Iniciativa Ambiciosa para um Futuro Sustentável
O Projeto de Lei 6615/25 introduz o conceito do “Mapa do Caminho Brasileiro da Transição Justa para a Economia de Baixo Carbono e o Desmatamento Zero”, uma estratégia crucial para guiar o Brasil na redução das emissões de gases de efeito estufa e na promoção de uma transição energética sustentável.

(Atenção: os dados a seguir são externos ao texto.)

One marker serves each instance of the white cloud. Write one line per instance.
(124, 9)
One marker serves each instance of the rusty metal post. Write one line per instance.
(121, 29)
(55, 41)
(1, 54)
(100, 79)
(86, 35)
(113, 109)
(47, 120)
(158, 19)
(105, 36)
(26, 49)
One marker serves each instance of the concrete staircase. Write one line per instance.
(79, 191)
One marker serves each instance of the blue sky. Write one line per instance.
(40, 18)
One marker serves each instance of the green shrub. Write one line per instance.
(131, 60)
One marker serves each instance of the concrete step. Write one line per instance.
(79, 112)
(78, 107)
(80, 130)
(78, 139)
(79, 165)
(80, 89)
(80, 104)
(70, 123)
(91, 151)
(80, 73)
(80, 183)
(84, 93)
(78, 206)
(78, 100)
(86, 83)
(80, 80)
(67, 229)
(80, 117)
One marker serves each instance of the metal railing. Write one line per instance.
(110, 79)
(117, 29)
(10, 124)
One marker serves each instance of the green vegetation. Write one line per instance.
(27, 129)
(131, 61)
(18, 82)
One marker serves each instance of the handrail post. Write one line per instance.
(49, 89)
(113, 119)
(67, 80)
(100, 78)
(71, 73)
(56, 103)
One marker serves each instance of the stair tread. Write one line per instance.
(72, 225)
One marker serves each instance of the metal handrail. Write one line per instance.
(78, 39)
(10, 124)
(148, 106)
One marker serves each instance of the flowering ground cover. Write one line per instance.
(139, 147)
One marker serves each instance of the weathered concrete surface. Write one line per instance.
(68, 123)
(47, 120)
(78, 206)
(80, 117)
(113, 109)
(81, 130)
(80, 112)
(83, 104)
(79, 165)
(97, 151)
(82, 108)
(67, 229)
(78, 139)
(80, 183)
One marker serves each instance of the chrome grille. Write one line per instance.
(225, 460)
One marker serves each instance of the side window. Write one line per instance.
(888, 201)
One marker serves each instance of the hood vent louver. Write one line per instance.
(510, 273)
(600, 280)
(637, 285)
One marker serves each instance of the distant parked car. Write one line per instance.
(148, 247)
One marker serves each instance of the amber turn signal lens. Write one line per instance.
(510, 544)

Com um horizonte estabelecido até 2050, essa proposta busca não apenas cumprir metas ambientais, mas também estabelecer um planejamento estratégico vinculante.
Entre os objetivos delineados, destaca-se a redução das emissões líquidas de gases de efeito estufa entre 59% e 67% até 2035, em comparação aos níveis registrados em 2005. É importante ressaltar que as emissões líquidas consideram o total de gases emitidos, subtraindo o que pode ser compensado, como por exemplo, através do reflorestamento. Além disso, a proposta visa alcançar a neutralidade de emissões até 2050, significando que o país deve emitir apenas o que consegue compensar.
Outro aspecto relevante do projeto é a ambição de eliminar o desmatamento ilegal em todos os biomas até 2030 e atingir um desmatamento líquido zero até 2035, o que implica que qualquer área desmatada deve ser compensada com a recuperação da vegetação nativa. Outras metas incluem a recuperação de no mínimo 15 milhões de hectares de pastagens degradadas até 2030 e a restauração de 12 milhões de hectares de vegetação nativa.
Contexto e Justificativa do Projeto
O projeto, que foi apresentado pelo deputado Nilto Tatto (PT-SP), foi formulado no contexto pós-COP30, conferência da ONU sobre mudanças climáticas realizada em Belém, no Pará, em novembro de 2025. Tatto enfatizou que, ao institucionalizar essas diretrizes, o Brasil não apenas reforça sua posição em fóruns internacionais, mas também pode se tornar um exemplo para outras nações em desenvolvimento, que possuem potencial para energias renováveis e conservação florestal.
“Ao fazer isso, o Brasil não apenas dá consequência doméstica à agenda que defende em foros multilaterais como também oferece um modelo normativo que pode inspirar outras nações em desenvolvimento”, afirmou Tatto.
Funcionamento do Plano
O plano terá validade até 2050 e inclui a criação de orçamentos de carbono, que são limites máximos para as emissões de gases de efeito estufa do país e também para setores econômicos específicos. Esses limites serão revistos a cada cinco anos, garantindo que o Brasil mantenha um compromisso firme com a redução de emissões.
Vale lembrar que o projeto proíbe a redução de metas climáticas já assumidas pelo Brasil em acordos internacionais. O Poder Executivo caberá a responsabilidade de elaborar, monitorar e atualizar as metas, com a obrigação de publicar relatórios anuais que apresentem resultados e gastos, assegurando assim a transparência necessária.
Setores Específicos e Financiamento
O projeto estabelece regras direcionadas a setores que enfrentam maiores desafios para cortar suas emissões, incluindo indústrias química, petroquímica, siderurgia, produção de cimento, geração de energia, fertilizantes e mineração. Para esses setores, a proposta prevê prazos para a adoção de tecnologias menos poluentes, além da redução gradual de incentivos para atividades que emitam grandes quantidades de carbono.
O financiamento do plano será garantido por meio de diversas fontes, como o orçamento federal, fundos constitucionais e apoio de instituições financeiras públicas e privadas. O Fundo Social do Pré-Sal, por exemplo, deverá destinar pelo menos 10% de seus rendimentos para custear as ações do projeto, utilizando parte da renda proveniente do petróleo para viabilizar essa transição para uma economia mais sustentável. O Fundo Nacional sobre Mudança do Clima (FNMC) também é esperado que reserve 50% de seus recursos anuais para projetos alinhados ao plano.
Próximos Passos na Tramitação Legislativa
Uma proposta semelhante foi apresentada no Senado Federal pelo senador Beto Faro (PT-PA) através do Projeto de Lei 6616/15, com o intuito de acelerar a tramitação do Mapa do Caminho. A proposta agora aguarda análise nas comissões de Meio Ambiente e Desenvolvimento Sustentável, Finanças e Tributação, e Constituição, Justiça e Cidadania. Para que se torne lei, a proposta precisará ser aprovada tanto pela Câmara dos Deputados quanto pelo Senado.